There's no way to provide a type for this in the method definition to declare that the method only exists in a specific implementation!

As expected, this throws an error because we didn't implement the version that doesn't take any parameters:

$ javac Implementation.java
Implementation.java:1: error: Implementation is not abstract and does not override abstract method foo() in Interface
public class Implementation implements Interface<Integer> {
       ^
1 error

I could be missing something as my Java isn't the best, but I'm pretty sure there is no physical way to specify this kind of behavior at the pure typing level. The fact that we can provide a type for self in Python kind of puts us in only vaguely charted territory. I personally don't know of any strictly typed language that allows you to provide a type declaration for the self/this parameter that we can use to draw inspiration from. Most languages don't even take it as an argument, it's typically implied from the scope.

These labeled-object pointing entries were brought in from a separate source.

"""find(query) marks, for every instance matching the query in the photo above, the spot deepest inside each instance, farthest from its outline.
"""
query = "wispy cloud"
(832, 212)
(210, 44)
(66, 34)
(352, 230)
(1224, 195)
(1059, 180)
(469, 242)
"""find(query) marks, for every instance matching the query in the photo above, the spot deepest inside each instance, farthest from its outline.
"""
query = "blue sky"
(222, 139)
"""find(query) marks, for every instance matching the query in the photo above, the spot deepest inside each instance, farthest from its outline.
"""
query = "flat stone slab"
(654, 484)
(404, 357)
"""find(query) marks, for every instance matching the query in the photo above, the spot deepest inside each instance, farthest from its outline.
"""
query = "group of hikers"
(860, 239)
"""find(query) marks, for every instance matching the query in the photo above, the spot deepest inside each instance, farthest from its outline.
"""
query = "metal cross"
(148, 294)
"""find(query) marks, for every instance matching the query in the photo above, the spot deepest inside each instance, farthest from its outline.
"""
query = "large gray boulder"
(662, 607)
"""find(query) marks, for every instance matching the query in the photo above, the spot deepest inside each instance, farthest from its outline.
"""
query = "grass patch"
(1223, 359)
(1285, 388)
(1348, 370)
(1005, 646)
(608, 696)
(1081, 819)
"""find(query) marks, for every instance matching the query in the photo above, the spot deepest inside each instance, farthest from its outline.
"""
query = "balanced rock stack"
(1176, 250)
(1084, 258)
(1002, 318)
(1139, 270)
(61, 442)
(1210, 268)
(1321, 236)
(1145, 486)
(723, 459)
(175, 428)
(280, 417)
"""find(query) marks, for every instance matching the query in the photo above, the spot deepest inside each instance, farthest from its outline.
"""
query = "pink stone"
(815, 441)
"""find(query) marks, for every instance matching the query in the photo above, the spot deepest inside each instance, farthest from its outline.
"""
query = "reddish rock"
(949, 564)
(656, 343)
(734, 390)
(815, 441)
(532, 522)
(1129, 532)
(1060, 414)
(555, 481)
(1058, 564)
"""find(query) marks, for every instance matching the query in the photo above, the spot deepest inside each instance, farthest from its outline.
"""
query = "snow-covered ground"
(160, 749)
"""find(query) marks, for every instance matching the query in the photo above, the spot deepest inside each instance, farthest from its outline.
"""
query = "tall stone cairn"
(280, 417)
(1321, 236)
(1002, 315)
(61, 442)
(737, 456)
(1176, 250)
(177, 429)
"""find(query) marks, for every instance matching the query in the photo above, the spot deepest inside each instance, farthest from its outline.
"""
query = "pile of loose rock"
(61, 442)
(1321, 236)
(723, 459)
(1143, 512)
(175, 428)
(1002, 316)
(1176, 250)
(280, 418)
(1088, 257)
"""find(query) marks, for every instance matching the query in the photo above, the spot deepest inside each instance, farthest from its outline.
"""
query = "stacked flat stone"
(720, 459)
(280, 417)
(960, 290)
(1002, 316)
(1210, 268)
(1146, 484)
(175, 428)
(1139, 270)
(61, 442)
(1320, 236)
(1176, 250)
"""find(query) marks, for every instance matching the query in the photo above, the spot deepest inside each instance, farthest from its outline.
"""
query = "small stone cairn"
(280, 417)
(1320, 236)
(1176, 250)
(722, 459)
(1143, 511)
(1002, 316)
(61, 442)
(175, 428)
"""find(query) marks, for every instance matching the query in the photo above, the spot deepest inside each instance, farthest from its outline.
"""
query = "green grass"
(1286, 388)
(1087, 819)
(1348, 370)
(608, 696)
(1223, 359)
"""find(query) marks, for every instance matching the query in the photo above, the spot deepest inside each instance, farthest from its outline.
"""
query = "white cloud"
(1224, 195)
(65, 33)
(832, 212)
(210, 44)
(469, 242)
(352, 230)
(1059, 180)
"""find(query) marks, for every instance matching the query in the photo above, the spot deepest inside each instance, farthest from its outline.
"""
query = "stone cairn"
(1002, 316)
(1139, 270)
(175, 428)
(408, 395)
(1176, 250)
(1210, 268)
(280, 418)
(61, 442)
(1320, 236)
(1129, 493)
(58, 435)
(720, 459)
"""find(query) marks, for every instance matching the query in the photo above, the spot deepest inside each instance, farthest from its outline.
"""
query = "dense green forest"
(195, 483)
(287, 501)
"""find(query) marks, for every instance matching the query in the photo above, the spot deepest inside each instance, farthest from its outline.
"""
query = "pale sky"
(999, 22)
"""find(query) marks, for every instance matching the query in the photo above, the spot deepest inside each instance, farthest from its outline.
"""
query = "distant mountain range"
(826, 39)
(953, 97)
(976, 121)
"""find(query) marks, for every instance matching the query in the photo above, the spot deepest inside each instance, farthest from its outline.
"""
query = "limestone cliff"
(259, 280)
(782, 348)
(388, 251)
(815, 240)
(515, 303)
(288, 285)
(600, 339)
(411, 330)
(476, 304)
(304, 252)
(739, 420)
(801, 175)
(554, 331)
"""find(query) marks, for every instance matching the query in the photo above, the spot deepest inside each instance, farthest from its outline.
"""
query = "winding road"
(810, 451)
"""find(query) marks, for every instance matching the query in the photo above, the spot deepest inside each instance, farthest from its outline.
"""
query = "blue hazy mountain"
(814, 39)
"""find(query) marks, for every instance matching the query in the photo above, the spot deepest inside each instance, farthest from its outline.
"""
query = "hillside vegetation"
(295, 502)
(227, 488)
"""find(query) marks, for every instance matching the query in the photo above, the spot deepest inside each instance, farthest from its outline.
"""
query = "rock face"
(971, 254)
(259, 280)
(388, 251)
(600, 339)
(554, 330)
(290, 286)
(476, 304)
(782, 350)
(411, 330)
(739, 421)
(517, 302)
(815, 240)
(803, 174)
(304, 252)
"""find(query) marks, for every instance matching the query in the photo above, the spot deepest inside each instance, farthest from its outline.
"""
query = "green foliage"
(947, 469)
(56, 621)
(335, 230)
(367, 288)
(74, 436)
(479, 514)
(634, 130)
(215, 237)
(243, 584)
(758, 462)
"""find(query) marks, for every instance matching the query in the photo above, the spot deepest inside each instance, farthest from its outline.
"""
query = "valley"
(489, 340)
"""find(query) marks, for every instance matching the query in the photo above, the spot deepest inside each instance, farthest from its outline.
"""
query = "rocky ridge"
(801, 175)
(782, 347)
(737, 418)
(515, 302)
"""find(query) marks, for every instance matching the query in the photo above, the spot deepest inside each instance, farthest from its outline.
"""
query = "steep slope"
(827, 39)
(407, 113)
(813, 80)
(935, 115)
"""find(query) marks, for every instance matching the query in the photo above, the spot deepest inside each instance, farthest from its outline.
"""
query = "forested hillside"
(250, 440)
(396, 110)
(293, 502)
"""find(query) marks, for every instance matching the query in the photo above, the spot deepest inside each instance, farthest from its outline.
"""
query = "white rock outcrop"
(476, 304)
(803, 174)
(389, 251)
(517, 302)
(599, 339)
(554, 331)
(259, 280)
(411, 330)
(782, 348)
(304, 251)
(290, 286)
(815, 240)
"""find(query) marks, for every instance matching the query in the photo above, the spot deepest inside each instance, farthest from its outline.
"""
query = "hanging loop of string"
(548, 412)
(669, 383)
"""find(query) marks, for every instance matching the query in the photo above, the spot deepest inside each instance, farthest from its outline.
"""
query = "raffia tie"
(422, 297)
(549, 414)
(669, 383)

I would say that @overload being used in generic interfaces to declare methods that would only exist in a specific set of subclasses is a niche and specific functionality that probably needs to be a dedicated feature. Maybe a MyPy plugin could solve this as a proof of concept?

---

Also, just to be clear, I'm not a MyPy dev. I've just been using MyPy for a few years and just happened to have the answer to the original question and misread yours thinking it was a lot simpler than it is haha.

[vnmabus]

There's no way to provide a type for this in the method definition to declare that the method only exists in a specific implementation!

That is an accepted and documented way to do that: https://mypy.readthedocs.io/en/stable/more_types.html?highlight=Advanced%20uses#restricted-methods-in-generic-classes

[aiudirog]

Well then, looks like I missed some parts of the docs. In that case, I'm pretty sure we're dealing with a bug and you should open a dedicated ticket. Specifically on inheriting overloaded, restricted methods from generic classes.